Given its novelty, the error of law ground was isolated in the High Court and dealt with as the following question of law: “Is … there an obligation in a procedural sense on those to whom the [Bill of Rights] applies to consider the application of the [Bill of Rights] if their exercise of power might engage a protected right?”.
In November 2023, Radich J answered in the affirmative. The Judge confirmed the existence of such an actionable process obligation which he held was owed by all public decision-makers and which if breached would render their decision unlawful independently of whether the decision itself was rights-consistent. Although the Health Act did not explicitly mandate consideration of the Bill of Rights, a protected right was engaged, meaning the Director-General was required to turn his mind to whether the directions were in each case a reasonable limit on the right to refuse medical treatment and be satisfied that they were. Failure to treat the Bill of Rights as a mandatory relevant consideration rendered the Director-General’s decision to issue the directions unlawful and that was so regardless of whether it was in fact compliant with the Bill of Rights.

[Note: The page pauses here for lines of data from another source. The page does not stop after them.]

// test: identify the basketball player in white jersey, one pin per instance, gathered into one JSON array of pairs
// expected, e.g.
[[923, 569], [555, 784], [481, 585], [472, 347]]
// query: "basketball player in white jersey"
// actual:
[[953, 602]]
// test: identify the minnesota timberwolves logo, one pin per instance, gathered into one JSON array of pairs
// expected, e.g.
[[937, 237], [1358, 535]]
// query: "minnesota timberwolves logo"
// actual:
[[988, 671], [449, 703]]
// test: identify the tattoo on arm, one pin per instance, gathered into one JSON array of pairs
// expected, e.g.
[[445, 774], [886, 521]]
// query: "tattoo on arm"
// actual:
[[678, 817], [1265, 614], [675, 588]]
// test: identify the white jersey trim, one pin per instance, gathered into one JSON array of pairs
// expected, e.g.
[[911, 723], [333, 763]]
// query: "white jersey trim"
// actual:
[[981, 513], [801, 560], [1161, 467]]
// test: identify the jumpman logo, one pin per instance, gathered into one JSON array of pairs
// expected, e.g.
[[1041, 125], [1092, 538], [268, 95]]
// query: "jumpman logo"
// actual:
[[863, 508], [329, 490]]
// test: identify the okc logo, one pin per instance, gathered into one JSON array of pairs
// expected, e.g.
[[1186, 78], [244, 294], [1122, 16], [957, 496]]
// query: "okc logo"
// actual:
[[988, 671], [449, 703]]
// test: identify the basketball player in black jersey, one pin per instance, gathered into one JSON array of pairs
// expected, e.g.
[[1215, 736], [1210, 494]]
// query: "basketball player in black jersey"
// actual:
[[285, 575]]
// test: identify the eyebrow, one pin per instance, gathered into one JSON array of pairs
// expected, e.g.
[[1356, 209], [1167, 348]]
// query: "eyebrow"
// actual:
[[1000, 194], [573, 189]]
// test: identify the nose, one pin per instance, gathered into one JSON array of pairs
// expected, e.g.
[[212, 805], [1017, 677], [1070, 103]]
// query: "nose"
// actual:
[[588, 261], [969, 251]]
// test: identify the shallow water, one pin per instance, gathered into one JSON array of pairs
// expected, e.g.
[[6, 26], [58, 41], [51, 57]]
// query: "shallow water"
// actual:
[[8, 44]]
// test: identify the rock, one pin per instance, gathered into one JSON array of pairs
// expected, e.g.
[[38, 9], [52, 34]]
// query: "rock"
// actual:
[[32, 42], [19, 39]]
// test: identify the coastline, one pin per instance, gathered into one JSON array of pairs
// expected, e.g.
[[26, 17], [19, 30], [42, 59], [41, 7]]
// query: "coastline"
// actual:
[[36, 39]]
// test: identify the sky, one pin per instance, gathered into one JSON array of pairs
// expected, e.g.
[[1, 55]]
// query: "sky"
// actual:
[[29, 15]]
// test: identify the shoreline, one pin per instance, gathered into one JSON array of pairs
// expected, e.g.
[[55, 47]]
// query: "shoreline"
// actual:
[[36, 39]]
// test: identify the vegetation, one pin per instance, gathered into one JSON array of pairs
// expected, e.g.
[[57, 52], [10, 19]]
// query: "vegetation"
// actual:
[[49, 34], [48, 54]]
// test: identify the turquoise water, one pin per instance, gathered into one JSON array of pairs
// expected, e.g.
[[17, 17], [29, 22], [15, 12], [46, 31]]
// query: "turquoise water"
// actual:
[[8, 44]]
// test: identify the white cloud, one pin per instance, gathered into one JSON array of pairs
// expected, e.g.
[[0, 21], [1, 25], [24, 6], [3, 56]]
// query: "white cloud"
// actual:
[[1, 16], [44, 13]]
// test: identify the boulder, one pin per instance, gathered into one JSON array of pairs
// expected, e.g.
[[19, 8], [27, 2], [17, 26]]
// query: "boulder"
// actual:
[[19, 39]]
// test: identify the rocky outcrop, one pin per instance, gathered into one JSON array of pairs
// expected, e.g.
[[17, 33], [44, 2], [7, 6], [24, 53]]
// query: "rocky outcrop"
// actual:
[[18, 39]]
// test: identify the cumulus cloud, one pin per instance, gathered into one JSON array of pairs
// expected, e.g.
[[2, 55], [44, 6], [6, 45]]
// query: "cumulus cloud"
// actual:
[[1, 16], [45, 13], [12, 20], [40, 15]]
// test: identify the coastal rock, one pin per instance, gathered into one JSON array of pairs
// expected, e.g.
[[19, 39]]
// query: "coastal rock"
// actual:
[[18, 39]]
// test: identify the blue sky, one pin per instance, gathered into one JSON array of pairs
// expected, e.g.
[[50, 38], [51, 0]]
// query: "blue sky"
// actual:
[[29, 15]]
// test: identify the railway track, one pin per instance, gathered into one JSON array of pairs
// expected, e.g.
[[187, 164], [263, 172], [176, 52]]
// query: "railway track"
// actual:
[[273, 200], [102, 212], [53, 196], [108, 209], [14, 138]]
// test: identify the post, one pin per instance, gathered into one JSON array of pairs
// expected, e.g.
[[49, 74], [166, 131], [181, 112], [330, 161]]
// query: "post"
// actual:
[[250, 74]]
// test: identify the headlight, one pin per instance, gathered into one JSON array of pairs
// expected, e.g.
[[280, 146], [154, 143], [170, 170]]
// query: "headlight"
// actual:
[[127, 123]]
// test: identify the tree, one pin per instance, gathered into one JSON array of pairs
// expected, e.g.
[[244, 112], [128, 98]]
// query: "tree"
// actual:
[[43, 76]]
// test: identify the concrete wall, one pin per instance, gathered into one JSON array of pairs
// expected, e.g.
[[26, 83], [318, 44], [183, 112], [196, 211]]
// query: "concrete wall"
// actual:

In a relief judgment issued in February 2024, the Judge ordered the Director-General to reconsider the decision while keeping the directions in place. In December 2024, the Director-General concluded that fluoridation of water was a substantively justified limit on the s 11 right and reconfirmed the directions.
Despite the appeal being moot with no practical effect on the dispute, the Crown appealed the November 2023 High Court decision given its legal significance. A Full Court heard the appeal.
Did the High Court err in ruling that the Director-General’s decision to issue the water fluoridation directions was unlawful because he failed to address the restriction on the protected right to refuse medical treatment and consider whether that restriction was justified under s 5 of the New Zealand Bill of Rights Act 1990? Held: Yes
French P, Courtney, Katz and Thomas JJ: Having reviewed New Zealand Supreme Court authorities — and United Kingdom authorities affirmed by the Supreme Court — the better view was that the actionable process obligation adopted by the High Court was not part of New Zealand’s current law. Absent an express provision in the empowering legislation requiring a s 3 decision-maker to consider the Bill of Rights, the Bill of Rights was not generally a mandatory consideration. Substantive compliance with the Bill of Rights was the touchstone of illegality, rather than the process by which the administrative decision had been reached.
Although adopting the novel actionable process duty might heighten awareness of the Bill of Rights, any benefits that might result from recognising such a stand-alone duty were limited and far outweighed by well-founded concerns of practicality, undue formalism, doctrinal confusion and uncertainty.
The High Court therefore erred in finding that through a failure to expressly undertake a Bill of Rights assessment prior to issuing the directions under s 116E of the Health Act, the Director-General acted unlawfully.
Mallon J (dissenting): Mallon J agreed with the High Court that an actionable process obligation arose and would have dismissed the appeal. In her view, unless the empowering statute under which the discretionary public power was exercised clearly excluded it, the Bill of Rights gave rise to both a stand-alone procedural requirement and a substantive constraint on a public decision-maker.
The appeal against the High Court decision of 10 November 2023 is allowed.
The ruling that the first appellant’s decision to issue the water fluoridation directions was unlawful because he failed to address the restriction on the protected right to refuse medical treatment and to consider whether that restriction was justified under s 5 of the New Zealand Bill of Rights Act 1990 is set aside.
We make no award of costs in relation to the appeal.
The costs award made by the High Court in favour of the respondent is set aside, and the costs paid to the respondent refunded.